Leeds United 2-2 Everton: Normal For Us

I was nervous as a sixteen year old going to games, when I didn't know the unwritten rules, and I was nervous now, walking down under the station and over the river, not sure if the rules were still the same after eighteen months.

This was a great game and that helped keep the blues, and the Blues, from winning a rainy day. Elland Road was full again and that was the making of a score draw, that might have felt like an underwhelming result if we'd watched it on TV.

A crowd makes a difference to a football match but being there makes a difference to the fans. Leeds United need this, in what could be a fairly aimless season. All the anger we couldn't dissipate after Old Trafford, because of the background knowledge that losing so heavily probably won't change anything about the overall season, found its solution against Everton. It didn't matter as much that we didn't win, because the game was an experience.
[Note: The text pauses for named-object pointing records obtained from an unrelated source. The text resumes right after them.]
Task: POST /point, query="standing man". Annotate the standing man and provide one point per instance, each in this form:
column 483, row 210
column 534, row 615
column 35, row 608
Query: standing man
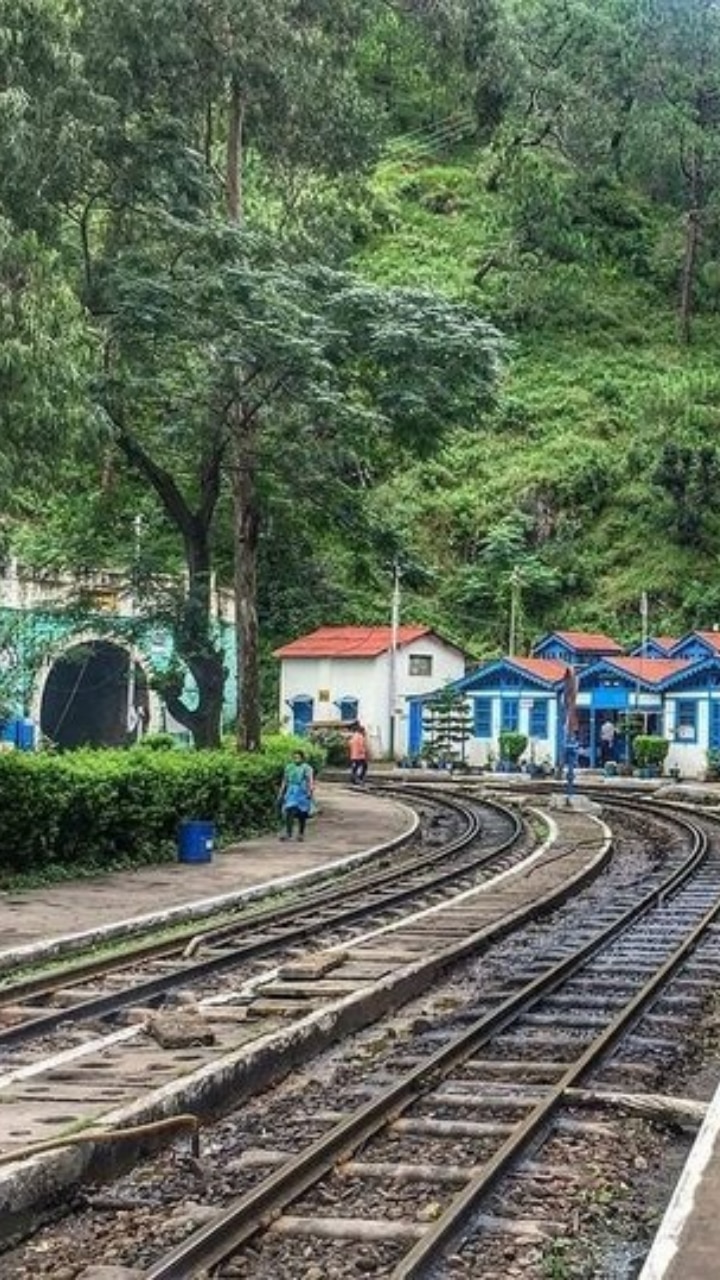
column 296, row 795
column 358, row 754
column 607, row 740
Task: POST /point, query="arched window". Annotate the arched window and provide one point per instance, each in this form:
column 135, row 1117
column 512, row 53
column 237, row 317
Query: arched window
column 347, row 708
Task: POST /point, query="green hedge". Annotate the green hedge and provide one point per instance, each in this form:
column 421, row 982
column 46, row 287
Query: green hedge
column 95, row 808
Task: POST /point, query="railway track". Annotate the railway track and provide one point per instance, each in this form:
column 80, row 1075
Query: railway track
column 488, row 833
column 464, row 1119
column 291, row 1013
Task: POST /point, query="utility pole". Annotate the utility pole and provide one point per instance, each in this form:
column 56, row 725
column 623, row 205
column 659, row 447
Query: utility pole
column 132, row 720
column 392, row 675
column 515, row 604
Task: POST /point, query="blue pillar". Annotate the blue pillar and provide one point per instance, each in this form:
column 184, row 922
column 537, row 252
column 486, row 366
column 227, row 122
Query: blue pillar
column 570, row 766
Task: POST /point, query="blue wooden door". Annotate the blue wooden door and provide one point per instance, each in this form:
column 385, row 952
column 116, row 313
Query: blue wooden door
column 301, row 714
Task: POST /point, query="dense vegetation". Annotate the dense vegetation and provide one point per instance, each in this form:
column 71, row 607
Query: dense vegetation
column 86, row 812
column 259, row 263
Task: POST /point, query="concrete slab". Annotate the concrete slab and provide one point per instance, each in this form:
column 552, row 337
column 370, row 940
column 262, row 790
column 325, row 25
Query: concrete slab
column 349, row 823
column 687, row 1246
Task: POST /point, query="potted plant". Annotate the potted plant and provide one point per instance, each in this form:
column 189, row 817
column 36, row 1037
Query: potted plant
column 511, row 746
column 712, row 767
column 648, row 754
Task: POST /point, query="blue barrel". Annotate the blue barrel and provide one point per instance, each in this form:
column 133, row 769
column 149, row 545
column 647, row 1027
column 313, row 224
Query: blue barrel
column 24, row 734
column 196, row 841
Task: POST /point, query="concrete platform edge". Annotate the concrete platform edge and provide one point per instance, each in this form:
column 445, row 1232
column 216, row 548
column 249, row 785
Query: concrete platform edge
column 42, row 1182
column 666, row 1242
column 200, row 909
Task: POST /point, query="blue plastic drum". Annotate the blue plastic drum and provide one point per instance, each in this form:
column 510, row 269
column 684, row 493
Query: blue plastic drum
column 196, row 841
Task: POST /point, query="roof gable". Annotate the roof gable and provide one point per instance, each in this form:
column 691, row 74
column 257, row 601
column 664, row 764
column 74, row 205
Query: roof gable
column 501, row 673
column 706, row 640
column 354, row 641
column 648, row 672
column 580, row 641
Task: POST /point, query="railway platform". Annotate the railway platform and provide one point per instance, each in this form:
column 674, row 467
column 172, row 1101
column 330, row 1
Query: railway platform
column 349, row 823
column 687, row 1246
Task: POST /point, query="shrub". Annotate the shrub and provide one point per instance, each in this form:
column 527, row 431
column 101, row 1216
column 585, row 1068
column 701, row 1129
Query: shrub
column 511, row 746
column 94, row 808
column 650, row 750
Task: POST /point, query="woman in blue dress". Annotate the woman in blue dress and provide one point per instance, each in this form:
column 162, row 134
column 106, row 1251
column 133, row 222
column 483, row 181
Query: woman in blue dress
column 296, row 795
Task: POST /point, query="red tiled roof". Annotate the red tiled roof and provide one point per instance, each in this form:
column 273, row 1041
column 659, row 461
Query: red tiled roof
column 349, row 641
column 589, row 640
column 651, row 670
column 547, row 668
column 711, row 638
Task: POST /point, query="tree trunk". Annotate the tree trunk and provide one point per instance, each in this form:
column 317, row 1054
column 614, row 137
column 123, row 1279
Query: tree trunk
column 692, row 245
column 192, row 618
column 233, row 168
column 196, row 648
column 244, row 471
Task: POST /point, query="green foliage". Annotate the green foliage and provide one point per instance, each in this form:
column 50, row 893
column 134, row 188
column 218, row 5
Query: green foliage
column 447, row 725
column 691, row 478
column 92, row 808
column 650, row 750
column 511, row 746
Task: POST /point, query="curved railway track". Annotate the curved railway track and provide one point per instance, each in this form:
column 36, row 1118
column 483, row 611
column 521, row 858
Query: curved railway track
column 583, row 1011
column 487, row 842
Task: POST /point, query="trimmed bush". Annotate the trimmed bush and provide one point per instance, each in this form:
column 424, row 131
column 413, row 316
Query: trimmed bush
column 511, row 746
column 650, row 750
column 95, row 808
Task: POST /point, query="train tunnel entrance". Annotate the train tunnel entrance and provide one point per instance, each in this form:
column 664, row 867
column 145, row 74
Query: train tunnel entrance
column 87, row 700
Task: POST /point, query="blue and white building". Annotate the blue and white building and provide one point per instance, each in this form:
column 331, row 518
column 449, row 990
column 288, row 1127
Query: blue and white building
column 668, row 688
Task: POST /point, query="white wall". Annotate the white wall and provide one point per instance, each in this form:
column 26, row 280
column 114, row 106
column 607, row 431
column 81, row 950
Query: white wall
column 689, row 758
column 368, row 680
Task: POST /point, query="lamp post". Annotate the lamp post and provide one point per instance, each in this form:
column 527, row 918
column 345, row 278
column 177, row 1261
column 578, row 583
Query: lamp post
column 132, row 717
column 392, row 672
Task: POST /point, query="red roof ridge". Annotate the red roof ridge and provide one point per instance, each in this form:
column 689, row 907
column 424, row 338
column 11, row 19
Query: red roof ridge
column 554, row 668
column 588, row 639
column 351, row 641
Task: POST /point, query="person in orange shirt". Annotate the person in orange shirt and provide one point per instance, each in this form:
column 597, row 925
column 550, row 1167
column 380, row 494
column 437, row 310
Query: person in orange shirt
column 358, row 754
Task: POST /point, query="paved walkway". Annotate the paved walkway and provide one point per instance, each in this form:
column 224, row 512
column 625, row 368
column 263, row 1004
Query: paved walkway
column 349, row 822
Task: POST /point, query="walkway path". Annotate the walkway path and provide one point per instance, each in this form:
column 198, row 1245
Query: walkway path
column 347, row 823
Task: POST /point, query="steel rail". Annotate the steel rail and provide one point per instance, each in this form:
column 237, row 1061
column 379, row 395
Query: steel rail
column 450, row 1224
column 233, row 1226
column 151, row 990
column 351, row 880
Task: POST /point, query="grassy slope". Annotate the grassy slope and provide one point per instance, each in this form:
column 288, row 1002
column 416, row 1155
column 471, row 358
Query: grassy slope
column 595, row 384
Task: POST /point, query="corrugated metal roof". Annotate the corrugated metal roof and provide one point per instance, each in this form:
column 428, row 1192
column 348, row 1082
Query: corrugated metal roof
column 547, row 668
column 588, row 640
column 711, row 638
column 350, row 641
column 652, row 671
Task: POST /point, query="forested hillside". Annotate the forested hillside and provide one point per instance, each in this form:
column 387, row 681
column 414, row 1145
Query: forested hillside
column 322, row 288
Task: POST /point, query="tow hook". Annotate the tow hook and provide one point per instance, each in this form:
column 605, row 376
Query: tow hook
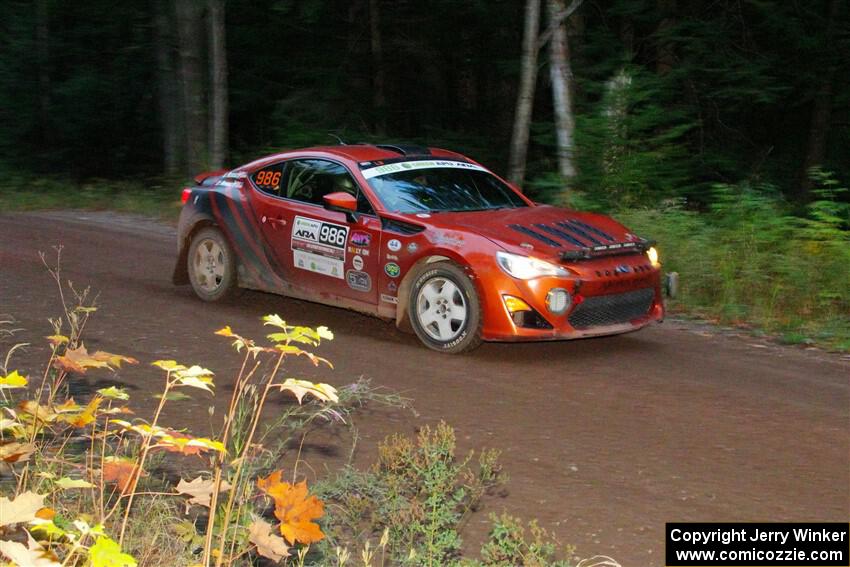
column 671, row 284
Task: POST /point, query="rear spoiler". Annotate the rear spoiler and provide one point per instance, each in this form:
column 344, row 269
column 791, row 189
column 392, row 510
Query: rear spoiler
column 201, row 177
column 616, row 249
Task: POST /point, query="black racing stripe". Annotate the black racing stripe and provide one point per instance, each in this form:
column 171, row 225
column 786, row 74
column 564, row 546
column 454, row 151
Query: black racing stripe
column 527, row 231
column 593, row 229
column 241, row 243
column 578, row 231
column 561, row 234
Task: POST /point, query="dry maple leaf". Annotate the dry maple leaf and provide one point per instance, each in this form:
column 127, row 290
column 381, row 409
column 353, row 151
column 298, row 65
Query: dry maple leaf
column 86, row 416
column 268, row 544
column 294, row 509
column 122, row 472
column 15, row 452
column 200, row 490
column 31, row 555
column 79, row 360
column 21, row 509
This was the Premier League as I remember it. Not the seventeen years ago version, that Mateusz Klich bridged by scoring an equaliser here, Elland Road's first home goal in the top flight since Alan Smith's penalty against Charlton. Maybe we should have chaired Klich around the pitch, too. That goal was for Leeds in relegation, but this match took me back to ascendent Leeds, the late-nineties version I grew up with, the end of George Graham's management and the start of David O'Leary's, before the babies were title challengers. I felt it as I walked to Elland Road in the rain, because of how unfamiliar that has become. I was nervous as a sixteen year old going to games, when I didn't know the unwritten rules, and I was nervous now, walking down under the station and over the river, not sure if the rules were still the same after eighteen months. The streets on Saturday weren't how they've been for a year and a half, they were packed with people and R2 buses and chants and drunks, and the new pavement liveliness took me back to the energetic thrill I got from being a kid, in the corners of rough pubs I'd never dare enter if I wasn't at the football, nursing a pint of bitter and hoping the police don't come checking ID. I didn't feel the rain then or now.

Any worries about how the crowd would adapt to all the emotions of the day, from remembering lost players and friends to crying with anger faced with a touchscreen drinks order point, was soon eased. Football crowds adapt easily. In the minutes before the players came out, Leeds fans taunted Everton with songs that, for legal reasons, I'm better not discussing. Then there was a full-throated rendition of Marching on Together as the two teams lined up, the Leeds players revelling in it, the Everton players forced into listening. Before kick-off, a list of names was read out, to stadium wide applause, paying tribute all at once to more people than anyone could do justice to, or be expected to cope with. I wonder where Eddie Gray was at that moment, and I hope he felt glad about the love as well as sad about so much loss. Then an anti-racism gesture was applauded, the game started, and 'Get into 'em, fuck 'em up' was the first in-game song of Elland Road's post-lockdown era. Within minutes, Everton were being taunted again, and the South Stand was sure a 'fat ginger bastard' in the away end was going to cry in a minute. Because all that is what football crowds do. You can't explain it, you can't really say it's a good thing, especially if you're a big-boned scouse redhead come all that way. When commentators say they've missed crowds, then correct themselves because obviously they don't miss everything about crowds, they know that honestly you can't separate it. It's hard to think of any other phenomenon encompassing so many switching sentiments, like those crowd shots of Manchester United fans when they heard about Aguero's goal, or like when Leeds fans move seamlessly through remembrance, support and piss-taking in successive breaths.